Three hundred bucks . . . sixteen hundred bucks . . . what's the difference, right?
But no matter, as she called back shortly. The discrepancies were:
(1) My loan payoff amount was in fact $600 more than the amount originally figured, so it turns out that I was correct to presume this would happen. Too bad no one from the lending office bothered to call and let me know about it.
(2) In order to get your PMI premium dropped, you must owe 80% or less than the home's appraised value. In order to accomplish this, the loan officer set me up to borrow $662 less than we'd originally planned. Too bad no one called to let me know about it. Had someone called, I'd have told them to do it exactly this way. But they didn't call, which means they basically went and spent my money for me. In my world — and at my particular place of work — that is not acceptable.

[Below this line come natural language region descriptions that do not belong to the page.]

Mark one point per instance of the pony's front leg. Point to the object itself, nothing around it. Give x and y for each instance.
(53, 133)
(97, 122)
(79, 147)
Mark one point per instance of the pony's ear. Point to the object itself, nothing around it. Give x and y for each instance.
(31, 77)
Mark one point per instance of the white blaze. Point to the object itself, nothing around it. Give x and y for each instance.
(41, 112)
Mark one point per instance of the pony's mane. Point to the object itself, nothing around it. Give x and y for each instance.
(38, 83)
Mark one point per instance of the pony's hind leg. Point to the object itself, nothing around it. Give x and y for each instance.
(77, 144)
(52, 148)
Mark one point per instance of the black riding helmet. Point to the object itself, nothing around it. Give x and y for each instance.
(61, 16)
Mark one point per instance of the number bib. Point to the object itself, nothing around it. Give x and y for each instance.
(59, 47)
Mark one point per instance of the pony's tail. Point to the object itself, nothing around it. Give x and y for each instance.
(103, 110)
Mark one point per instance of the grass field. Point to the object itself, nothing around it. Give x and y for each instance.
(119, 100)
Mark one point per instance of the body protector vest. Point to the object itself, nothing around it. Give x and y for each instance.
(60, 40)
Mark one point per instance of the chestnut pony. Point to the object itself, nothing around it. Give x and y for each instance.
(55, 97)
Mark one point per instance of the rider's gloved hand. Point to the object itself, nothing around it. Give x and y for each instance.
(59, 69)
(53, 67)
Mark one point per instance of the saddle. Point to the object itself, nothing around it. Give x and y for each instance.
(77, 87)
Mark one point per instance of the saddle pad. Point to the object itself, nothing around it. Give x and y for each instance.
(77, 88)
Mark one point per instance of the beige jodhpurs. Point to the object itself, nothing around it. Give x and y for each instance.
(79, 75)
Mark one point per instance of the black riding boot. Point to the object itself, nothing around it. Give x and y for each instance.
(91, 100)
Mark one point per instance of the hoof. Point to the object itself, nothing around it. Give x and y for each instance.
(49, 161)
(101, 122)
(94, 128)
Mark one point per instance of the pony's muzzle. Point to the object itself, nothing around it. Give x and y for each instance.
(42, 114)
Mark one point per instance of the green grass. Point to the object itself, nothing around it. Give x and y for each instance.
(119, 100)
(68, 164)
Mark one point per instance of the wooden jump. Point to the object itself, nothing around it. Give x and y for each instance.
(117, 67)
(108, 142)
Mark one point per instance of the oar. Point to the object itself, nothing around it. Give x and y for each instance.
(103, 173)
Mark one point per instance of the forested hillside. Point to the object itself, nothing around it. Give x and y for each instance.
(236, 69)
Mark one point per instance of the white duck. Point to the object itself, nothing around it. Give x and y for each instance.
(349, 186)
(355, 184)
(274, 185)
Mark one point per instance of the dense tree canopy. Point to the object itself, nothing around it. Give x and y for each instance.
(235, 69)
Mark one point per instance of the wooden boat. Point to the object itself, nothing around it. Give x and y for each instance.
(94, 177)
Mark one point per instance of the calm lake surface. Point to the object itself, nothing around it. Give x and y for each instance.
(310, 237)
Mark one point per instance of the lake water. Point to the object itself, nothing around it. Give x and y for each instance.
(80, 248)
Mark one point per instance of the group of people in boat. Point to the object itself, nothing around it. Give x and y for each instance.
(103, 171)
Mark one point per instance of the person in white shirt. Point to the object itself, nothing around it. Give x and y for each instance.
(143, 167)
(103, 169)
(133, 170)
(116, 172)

So those expenses, plus my $300 transfer fee, made up my revised out-of-pocket. I managed to withdraw my $1,562 and get it in the required form of a cashier's check, thanks to some big-time generosity from my employer.
It's now been five days since the closing, and still I'm miffed. I'm glad I had the money readily available when I needed it, but what if that hadn't been the case? I've never understood why it is that abstract and title companies cannot compute the necessary numbers and get closing expenses finalized more than twenty-four hours before a closing. I've never understood why it is that mortgage and lending officers can't seem to get their Good Faith Estimates within a $500 ballpark of the correct amounts.
And I've never understood what could possibly make a phone call (or two) so stinkin' difficult.
By not making a call to enlighten me regarding the $1,262 extra dollars that I'd need to fork over at closing, the lender's office was effectively saying that my one thousand two hundred dollars was not enough to warrant their undertaking the effort to pick up the phone and dial my number.